In 2005, the subscription received against the offered amount of Rs 12.9 billion was Rs 36.5 billion--over-subscription of 2.8 times on an average. This excludes Picic Energy Fund as its outcome will arrive next year.
Again, in 2005, government issues dominated the IPO market with IPOs of state owned entities accounting for 67 percent of the total IPO size. During 2005, the government offered shares of Kapco and UBL. Out of total subscription of Rs 36.5 billion, government offerings attracted Rs 22.4 billion (61 percent) against their offer size of Rs 9.2 billion. The IPO of Kapco was oversubscribed by 4 times.
Corporate debt market is slowly and gradually developing in Pakistan.

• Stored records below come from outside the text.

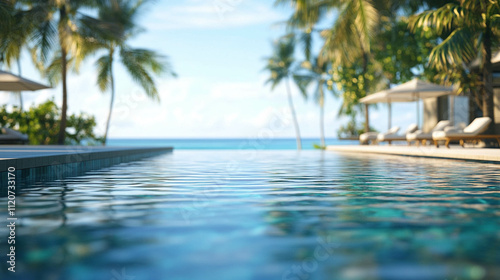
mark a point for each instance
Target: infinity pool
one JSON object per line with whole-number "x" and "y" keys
{"x": 262, "y": 215}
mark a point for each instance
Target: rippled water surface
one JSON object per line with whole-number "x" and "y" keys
{"x": 262, "y": 215}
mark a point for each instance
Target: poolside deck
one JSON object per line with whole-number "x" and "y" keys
{"x": 454, "y": 152}
{"x": 46, "y": 163}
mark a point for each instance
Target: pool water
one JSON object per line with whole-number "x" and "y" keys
{"x": 262, "y": 215}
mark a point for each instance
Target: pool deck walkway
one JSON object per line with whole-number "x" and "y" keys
{"x": 454, "y": 152}
{"x": 46, "y": 163}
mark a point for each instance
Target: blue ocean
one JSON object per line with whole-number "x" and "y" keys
{"x": 229, "y": 144}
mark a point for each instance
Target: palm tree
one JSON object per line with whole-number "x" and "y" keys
{"x": 57, "y": 23}
{"x": 473, "y": 27}
{"x": 315, "y": 73}
{"x": 140, "y": 63}
{"x": 14, "y": 38}
{"x": 280, "y": 66}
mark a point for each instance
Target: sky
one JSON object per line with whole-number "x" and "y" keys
{"x": 218, "y": 50}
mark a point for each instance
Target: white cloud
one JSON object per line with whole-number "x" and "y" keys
{"x": 212, "y": 14}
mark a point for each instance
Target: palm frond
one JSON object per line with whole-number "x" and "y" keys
{"x": 457, "y": 49}
{"x": 137, "y": 63}
{"x": 104, "y": 64}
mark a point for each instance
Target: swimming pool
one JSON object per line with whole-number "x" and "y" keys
{"x": 262, "y": 215}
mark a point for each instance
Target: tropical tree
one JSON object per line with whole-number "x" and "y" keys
{"x": 471, "y": 30}
{"x": 350, "y": 43}
{"x": 348, "y": 39}
{"x": 14, "y": 38}
{"x": 140, "y": 63}
{"x": 316, "y": 75}
{"x": 56, "y": 27}
{"x": 280, "y": 67}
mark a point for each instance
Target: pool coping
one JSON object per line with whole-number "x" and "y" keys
{"x": 48, "y": 163}
{"x": 453, "y": 153}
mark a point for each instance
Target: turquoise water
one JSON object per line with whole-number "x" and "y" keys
{"x": 229, "y": 144}
{"x": 248, "y": 214}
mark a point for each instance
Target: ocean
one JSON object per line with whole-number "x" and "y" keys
{"x": 229, "y": 144}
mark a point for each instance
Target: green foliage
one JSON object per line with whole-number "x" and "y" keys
{"x": 280, "y": 63}
{"x": 41, "y": 124}
{"x": 353, "y": 82}
{"x": 401, "y": 54}
{"x": 352, "y": 129}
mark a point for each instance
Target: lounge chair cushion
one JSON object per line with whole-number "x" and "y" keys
{"x": 9, "y": 134}
{"x": 396, "y": 137}
{"x": 367, "y": 136}
{"x": 441, "y": 125}
{"x": 412, "y": 128}
{"x": 478, "y": 125}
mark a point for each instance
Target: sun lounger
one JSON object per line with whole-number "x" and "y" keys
{"x": 470, "y": 133}
{"x": 371, "y": 137}
{"x": 390, "y": 137}
{"x": 421, "y": 138}
{"x": 9, "y": 136}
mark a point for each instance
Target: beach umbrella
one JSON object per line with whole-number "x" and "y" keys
{"x": 410, "y": 91}
{"x": 11, "y": 82}
{"x": 385, "y": 97}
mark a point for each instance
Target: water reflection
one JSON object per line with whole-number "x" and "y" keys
{"x": 265, "y": 215}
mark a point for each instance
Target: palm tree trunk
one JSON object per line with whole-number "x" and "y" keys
{"x": 365, "y": 87}
{"x": 20, "y": 93}
{"x": 294, "y": 115}
{"x": 488, "y": 78}
{"x": 112, "y": 99}
{"x": 64, "y": 65}
{"x": 322, "y": 120}
{"x": 64, "y": 109}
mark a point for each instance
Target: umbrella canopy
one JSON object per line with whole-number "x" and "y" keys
{"x": 420, "y": 89}
{"x": 386, "y": 97}
{"x": 11, "y": 82}
{"x": 407, "y": 92}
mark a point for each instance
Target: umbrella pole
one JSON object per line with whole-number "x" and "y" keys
{"x": 451, "y": 117}
{"x": 418, "y": 111}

Companies are trying to raise debt through TFCs. The year was relatively better in this regard as 14 companies issued corporate bonds at KSE and LSE worth Rs 16.8 billion--highest since 1995.
After a sluggish trend was witnessed during 2004, TFCs primary market once again gained momentum during the year 2005, as 14 new TFCs were brought for IPO at local stock market as compared to only 6 IPOs during 2004. The TFCs issued in 2005 carried worth of Rs 16.8 billion, highest since 1995. The listed corporate bond market size is now Rs 45.5 billion. This size is still low when compared to stock market.
Corporate bond only makes 1.7 percent of the total market capitalisation of KSE.
The TFCs mode of borrowing is still in its infancy in Pakistan and total outstanding corporate debt is only 2.6 percent of commercial banks' outstanding advances. That is why there is hardly any activity of corporate bonds in the secondary market.
One peculiar thing about TFCs issued during 2005 was that 6 out of 14 TFCs were made by the commercial banks. The reason for TFCs offering by commercial banks was to strengthen their Tier II capital.
With 8 percent capital adequacy ratio requirement for banks, issue of TFCs helped the banks to meet this requirement in the sense that TFCs are treated as subordinated debt in their books. The share of TFCs in interest bearing liabilities of commercial is only 0.7 percent.
In all issues of TFCs during 2005, Kibor was used as a base rate according to the directives of State Bank of Pakistan dated January 21, 2004. The range of spreads over Kibor was 150 bps to 375 bps. Before 2005 most of the issuer used SBP discount rate or PIBs as the base rate.